Entering edit mode
10.5 years ago
Biogeek
▴
470
Hey ,
Still getting the hang of the whole RNA-seq and gene annotation process. One factor I have been thinking about lately and after reading a publication I would like to ask a question in regards to:
- In regards to filtering FPKM values in a spreadsheet, what value determines if a transcript is present/expressed / silenced and up-regulated. I generally assumed a value 'greater than' 0 would mean the transcript is expressed but I have read different. Can anyone shed light on this? Although different from FPKM, one paper was using the assumption that if RPKM > or equal to 3 then the transcript was over expressed. Can anyone explain?
- I also have 3 different conditions: control, low and medium. When making comparisons I am looking at the top 1000 up-regulations and down-regulations and comparing these between Medium/Control Vs Low/Control ( Taking FPKM values,working out fold changes and Log2 values) using Blast2GO software. I have also thought about just comparing the top 1000 expressed transcripts of control Vs Medium Vs low based on FPKM values without working out top upreg/ downregs via fold-changes.Ultimately what would be the best way to go about comparisons, does my method make sense? What logical approaches have you guys taken to analysing an experiment with 3 treatments?
So far I have created some Venn diagrams to show transcripts present in each condition, shared between conditions, present in all conditions, heat maps using EdgeR and I am currently making use of Blast2GO for GO and annotation comparisons.I just need to be 100% confident in my methods.
Apologies for the very noobish questions but I guess I have to learn somewhere :D
Kind regards.
In principle you cannot use FPKM, to define cutoffs for non-transcribed/transcribed genes, see: Does FPKM scale incorrectly in case of unequal mapping rates?, what FPKM means in one sample. It is not clear to me if there can be any sensible way of determining such cutoff other than arbitrarily from a single sample alone.
So in essence am I safe going ahead with FPKM values? I used Trinity followed by RSEM and EdgeR, data was normalised before EdgeR was applied. I took for granted that by loading the .FPKM file into excel I could use custom filters to sort the data to what I needed to interpret. Is this wrong, and calculating fold change then log2 in Excel wrong too? Any help greatly appreciated. My idea is to see the change in gene representation over the different conditions as GO terms.
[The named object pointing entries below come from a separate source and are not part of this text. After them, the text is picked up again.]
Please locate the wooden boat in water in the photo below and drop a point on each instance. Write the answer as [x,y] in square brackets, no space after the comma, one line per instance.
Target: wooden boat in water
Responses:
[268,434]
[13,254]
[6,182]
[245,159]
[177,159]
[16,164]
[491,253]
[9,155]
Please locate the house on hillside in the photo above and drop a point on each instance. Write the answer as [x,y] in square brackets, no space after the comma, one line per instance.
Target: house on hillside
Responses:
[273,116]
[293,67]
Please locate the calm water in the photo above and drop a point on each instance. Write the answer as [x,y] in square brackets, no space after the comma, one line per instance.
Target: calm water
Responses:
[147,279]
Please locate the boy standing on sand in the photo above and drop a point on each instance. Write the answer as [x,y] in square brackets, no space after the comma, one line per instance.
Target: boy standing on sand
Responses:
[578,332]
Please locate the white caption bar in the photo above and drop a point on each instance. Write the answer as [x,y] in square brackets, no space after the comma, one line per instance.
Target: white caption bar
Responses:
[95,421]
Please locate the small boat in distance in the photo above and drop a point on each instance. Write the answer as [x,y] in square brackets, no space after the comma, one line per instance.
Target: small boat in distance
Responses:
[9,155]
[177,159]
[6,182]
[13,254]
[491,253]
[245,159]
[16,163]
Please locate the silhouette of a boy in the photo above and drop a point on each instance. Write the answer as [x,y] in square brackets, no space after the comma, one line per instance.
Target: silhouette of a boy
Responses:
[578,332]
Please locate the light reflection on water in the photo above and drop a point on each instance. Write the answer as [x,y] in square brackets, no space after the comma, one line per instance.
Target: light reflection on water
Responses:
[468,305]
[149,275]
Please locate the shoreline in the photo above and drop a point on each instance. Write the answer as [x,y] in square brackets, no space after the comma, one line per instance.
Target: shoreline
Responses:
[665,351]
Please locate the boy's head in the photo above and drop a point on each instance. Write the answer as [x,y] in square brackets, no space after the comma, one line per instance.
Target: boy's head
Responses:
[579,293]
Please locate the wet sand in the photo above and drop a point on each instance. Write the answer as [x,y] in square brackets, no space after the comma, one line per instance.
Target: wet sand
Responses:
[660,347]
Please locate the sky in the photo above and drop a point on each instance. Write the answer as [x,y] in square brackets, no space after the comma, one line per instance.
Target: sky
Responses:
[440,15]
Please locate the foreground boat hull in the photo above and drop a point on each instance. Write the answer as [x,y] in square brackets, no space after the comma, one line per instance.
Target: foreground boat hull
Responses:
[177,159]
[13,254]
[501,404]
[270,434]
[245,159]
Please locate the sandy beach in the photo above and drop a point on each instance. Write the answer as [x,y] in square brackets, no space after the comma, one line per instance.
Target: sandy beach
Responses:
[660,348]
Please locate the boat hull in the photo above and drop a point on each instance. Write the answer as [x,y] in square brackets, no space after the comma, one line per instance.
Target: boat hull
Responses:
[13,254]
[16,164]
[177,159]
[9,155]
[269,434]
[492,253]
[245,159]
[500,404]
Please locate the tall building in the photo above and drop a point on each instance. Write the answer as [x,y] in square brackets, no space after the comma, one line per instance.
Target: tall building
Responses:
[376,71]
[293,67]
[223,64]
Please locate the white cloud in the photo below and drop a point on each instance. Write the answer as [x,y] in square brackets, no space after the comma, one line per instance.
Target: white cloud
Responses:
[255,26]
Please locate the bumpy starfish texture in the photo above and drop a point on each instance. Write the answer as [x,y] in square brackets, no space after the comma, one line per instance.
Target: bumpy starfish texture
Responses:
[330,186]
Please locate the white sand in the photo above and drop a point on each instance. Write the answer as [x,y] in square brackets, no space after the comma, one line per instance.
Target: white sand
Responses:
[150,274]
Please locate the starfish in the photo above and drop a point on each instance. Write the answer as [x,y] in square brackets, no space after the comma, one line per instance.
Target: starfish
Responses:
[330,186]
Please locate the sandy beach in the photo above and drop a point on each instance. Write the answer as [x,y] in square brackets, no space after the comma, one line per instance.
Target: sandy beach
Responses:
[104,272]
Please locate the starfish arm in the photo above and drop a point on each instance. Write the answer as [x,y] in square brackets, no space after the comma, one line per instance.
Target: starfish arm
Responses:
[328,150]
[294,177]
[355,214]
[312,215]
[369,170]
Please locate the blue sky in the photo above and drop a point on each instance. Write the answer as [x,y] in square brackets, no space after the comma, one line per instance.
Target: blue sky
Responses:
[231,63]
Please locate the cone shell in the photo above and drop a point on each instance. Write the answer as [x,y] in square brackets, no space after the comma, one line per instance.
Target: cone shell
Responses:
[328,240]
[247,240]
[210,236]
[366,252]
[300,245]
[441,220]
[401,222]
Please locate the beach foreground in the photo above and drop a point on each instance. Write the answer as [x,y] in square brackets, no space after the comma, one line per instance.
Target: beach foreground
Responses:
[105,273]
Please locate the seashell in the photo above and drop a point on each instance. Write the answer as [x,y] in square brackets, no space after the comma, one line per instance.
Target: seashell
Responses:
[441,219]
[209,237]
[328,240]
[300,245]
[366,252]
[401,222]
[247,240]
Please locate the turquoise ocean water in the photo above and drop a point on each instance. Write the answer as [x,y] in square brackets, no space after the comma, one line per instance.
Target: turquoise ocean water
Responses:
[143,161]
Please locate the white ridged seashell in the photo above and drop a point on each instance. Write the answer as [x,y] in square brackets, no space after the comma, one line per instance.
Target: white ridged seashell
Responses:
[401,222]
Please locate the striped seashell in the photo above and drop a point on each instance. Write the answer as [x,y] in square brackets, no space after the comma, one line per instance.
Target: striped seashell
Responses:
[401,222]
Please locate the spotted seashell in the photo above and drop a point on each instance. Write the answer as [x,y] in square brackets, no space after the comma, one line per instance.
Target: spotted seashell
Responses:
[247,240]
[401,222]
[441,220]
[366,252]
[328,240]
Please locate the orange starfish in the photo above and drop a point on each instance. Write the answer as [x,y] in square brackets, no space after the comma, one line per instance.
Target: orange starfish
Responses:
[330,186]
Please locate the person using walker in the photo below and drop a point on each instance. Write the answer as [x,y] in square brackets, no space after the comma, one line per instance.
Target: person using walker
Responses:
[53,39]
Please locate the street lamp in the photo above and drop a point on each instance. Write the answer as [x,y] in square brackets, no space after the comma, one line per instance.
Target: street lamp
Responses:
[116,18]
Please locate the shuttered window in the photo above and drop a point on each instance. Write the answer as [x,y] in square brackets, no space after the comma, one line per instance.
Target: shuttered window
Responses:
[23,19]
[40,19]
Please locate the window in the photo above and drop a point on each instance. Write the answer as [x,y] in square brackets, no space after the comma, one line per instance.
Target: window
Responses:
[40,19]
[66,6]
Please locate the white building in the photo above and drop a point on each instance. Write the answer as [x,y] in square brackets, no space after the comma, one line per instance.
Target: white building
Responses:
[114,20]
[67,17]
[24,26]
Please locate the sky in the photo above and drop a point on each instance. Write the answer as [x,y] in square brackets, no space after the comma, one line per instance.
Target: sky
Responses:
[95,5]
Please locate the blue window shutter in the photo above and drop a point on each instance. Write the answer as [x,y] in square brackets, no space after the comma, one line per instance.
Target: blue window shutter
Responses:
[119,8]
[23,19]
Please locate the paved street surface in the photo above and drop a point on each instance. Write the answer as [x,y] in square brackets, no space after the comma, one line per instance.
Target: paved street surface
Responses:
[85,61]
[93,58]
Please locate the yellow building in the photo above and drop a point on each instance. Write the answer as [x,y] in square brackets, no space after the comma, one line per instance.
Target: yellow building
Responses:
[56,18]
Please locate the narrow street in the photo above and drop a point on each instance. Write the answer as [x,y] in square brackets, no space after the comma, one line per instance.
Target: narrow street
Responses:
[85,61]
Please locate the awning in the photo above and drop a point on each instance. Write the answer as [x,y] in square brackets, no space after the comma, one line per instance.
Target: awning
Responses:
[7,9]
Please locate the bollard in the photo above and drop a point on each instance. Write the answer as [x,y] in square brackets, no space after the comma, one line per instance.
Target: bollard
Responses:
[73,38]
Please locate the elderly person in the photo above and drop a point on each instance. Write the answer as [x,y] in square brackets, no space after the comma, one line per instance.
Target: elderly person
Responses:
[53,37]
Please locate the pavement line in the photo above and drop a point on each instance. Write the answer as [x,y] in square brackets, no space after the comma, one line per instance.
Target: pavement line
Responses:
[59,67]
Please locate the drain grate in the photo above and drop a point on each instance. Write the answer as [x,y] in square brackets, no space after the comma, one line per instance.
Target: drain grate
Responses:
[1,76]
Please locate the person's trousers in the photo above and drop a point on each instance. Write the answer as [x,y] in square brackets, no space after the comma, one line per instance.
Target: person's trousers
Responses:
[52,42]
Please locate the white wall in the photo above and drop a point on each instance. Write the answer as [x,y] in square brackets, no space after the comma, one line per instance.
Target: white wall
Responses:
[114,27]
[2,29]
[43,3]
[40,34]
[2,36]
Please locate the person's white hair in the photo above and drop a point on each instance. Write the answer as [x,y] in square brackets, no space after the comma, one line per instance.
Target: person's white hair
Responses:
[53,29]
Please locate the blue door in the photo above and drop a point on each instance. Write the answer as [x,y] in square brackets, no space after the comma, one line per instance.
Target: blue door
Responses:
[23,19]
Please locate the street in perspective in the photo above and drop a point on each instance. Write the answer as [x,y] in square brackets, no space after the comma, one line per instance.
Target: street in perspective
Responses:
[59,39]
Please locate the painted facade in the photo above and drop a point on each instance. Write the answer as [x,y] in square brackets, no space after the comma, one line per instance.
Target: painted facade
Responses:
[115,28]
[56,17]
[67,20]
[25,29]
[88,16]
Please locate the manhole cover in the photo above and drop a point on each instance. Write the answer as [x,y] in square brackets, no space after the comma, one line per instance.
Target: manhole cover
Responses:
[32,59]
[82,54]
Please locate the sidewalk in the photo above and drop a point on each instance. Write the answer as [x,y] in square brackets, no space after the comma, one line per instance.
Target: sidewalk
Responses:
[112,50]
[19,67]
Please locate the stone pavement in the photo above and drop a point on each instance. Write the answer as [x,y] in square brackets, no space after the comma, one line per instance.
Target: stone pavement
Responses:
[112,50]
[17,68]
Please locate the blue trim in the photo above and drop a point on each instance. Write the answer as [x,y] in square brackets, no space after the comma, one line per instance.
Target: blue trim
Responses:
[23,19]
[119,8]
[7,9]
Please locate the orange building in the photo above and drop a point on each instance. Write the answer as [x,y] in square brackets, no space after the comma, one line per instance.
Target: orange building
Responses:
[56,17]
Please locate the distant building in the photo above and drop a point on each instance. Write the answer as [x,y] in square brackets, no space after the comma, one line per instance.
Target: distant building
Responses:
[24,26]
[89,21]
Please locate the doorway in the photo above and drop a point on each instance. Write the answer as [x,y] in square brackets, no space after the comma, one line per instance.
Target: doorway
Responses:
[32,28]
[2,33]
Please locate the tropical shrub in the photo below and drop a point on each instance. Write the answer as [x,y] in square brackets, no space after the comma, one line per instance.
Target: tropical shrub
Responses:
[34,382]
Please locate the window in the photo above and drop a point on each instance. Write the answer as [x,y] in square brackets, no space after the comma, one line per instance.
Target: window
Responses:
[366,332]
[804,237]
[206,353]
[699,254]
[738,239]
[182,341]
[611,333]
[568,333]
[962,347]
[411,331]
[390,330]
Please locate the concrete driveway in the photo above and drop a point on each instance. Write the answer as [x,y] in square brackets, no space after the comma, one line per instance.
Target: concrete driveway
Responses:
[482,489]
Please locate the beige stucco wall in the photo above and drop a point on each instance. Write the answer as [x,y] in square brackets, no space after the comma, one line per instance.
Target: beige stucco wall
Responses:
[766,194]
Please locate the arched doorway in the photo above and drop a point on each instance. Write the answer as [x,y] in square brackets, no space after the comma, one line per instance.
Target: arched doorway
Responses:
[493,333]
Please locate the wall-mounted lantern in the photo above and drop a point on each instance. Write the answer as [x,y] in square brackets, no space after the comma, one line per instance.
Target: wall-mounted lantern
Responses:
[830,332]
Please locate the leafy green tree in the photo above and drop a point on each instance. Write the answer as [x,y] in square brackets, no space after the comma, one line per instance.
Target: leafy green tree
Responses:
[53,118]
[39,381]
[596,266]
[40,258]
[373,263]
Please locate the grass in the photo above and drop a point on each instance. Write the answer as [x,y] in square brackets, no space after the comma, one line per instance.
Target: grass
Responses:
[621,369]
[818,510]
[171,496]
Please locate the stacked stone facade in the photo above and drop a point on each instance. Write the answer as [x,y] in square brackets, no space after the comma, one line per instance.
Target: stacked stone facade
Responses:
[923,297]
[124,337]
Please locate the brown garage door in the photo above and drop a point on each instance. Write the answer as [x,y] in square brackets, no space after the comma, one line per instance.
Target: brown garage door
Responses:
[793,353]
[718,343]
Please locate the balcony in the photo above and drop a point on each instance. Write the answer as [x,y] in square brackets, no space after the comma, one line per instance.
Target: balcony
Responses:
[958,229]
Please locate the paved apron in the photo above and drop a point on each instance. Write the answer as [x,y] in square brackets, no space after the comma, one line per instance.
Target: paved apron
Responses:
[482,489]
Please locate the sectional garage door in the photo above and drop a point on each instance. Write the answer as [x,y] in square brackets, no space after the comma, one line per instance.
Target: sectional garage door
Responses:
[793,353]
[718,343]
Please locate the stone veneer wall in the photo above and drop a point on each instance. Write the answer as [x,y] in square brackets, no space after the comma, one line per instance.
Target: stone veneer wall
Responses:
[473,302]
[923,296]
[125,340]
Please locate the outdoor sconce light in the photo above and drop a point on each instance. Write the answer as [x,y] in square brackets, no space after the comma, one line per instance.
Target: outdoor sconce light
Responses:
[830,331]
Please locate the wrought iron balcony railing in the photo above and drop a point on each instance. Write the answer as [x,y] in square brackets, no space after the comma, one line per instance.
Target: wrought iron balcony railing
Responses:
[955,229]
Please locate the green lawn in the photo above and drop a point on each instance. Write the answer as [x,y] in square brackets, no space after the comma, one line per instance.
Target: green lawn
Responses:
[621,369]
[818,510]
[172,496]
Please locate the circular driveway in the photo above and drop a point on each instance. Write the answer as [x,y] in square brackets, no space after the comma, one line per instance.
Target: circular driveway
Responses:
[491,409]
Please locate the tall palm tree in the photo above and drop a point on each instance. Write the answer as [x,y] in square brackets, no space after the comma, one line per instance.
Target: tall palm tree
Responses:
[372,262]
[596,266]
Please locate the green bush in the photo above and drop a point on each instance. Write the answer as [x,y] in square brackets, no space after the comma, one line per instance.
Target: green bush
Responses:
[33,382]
Can I also ask, we get a gene and also a transcripts FPKM file, am I best going with the gene FPKM file for analysis rather than transcripts?
Again, thank you.
I can't recommend using edgeR with normalized estimated counts. Perhaps you get vaguely correct results, perhaps not, it's tough to know since the counts kind of violate the statistical model used by edgeR.
If you're interested in looking at GO enrichment, just use the gene-level metrics. While one could theoretically hope to find different GO annotation per-transcript, this never occurs (practically, at least).